Avec The Juan MacLean, l’électro dicte nos pas. Ambiance club tokyoïte pour le projet emmené par John MacLean et sa muse Nancy Whang (ex-LCD Soundsystem), le projet américain déboussole et dépayse à l’aide de son nu-disco, entre épilepsie électro-pop et culte de la lenteur, revenue du passé 80’s à travers un immense trou noir dans la nuit du dimanche au lundi. Dans une atmosphère de synthèse, parfois expérimentale, on se laisse (trans)porter par le chant impétueux et la posture dominante de l’impératrice Whang. Animée par les rythmiques électroniques de ses partenaires, usant et abusant des synthés, machines et séquences, la brune asiatique aux cheveux crépus nous fera danser jusqu’au bout de la nuit, nous prodiguant un dernier coup de boost pour tenir sur nos jambes encore quelques heures.
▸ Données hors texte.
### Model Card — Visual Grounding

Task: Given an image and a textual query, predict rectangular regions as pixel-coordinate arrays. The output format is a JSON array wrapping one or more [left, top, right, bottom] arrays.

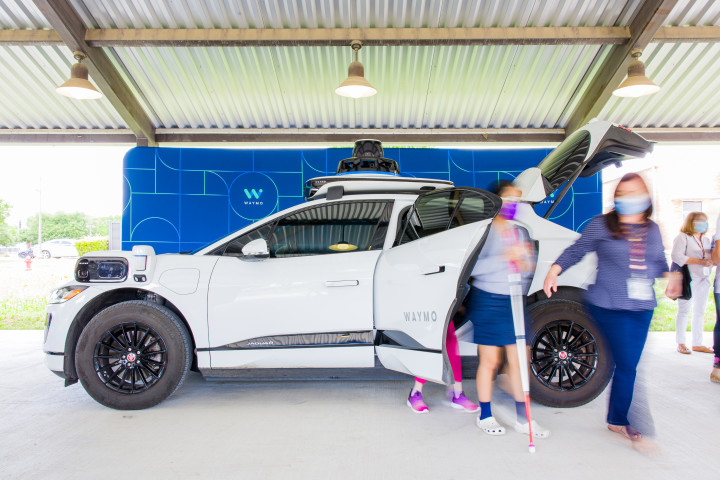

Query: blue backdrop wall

Sur le papier, il s’agissait du meilleur groupe possible pour conclure un festival. On reste cependant sur notre faim. Jungle a changé depuis ses débuts sur scène, faisant place à un show plus rôdé et moins humain. Moins clinquante en concert que sur disques, la soul-funk des Anglais peine à prendre possession de l’assistance avec « Platoon » ou encore « The Heat ». Moment de folie cependant sur « Busy Earnin’ », hit magistral où il est impossible de ne pas esquisser quelques pas de danse. Mais justement, où était la danse sur scène ? Celle qui est tellement liée à Jungle est si peu présente on stage que c’en est outrageant. On notera en revanche la très belle scénographie avec l’omniprésence de vert et les lettres « JUNGLE » animées différemment selon les morceaux.

23000 places ont été vendues pour cette 25e édition de La Route du Rock qui nous a présenté à la fois gros flops et gros tops, mais toujours dans un esprit indie. Un chiffre moins important que l’an dernier, dû notamment au désistement de Björk (pas forcément un mal). On restera probablement marqué à vie par le concert parfait de Savages et le traumatisme Hinds. Une édition 2015 synonyme aussi d’une vraie amélioration dans son accueil et dans le fait qu’il n’ait pas plu. Comme le disent les programmateurs de La Route du Rock : « Dieu doit être indé ».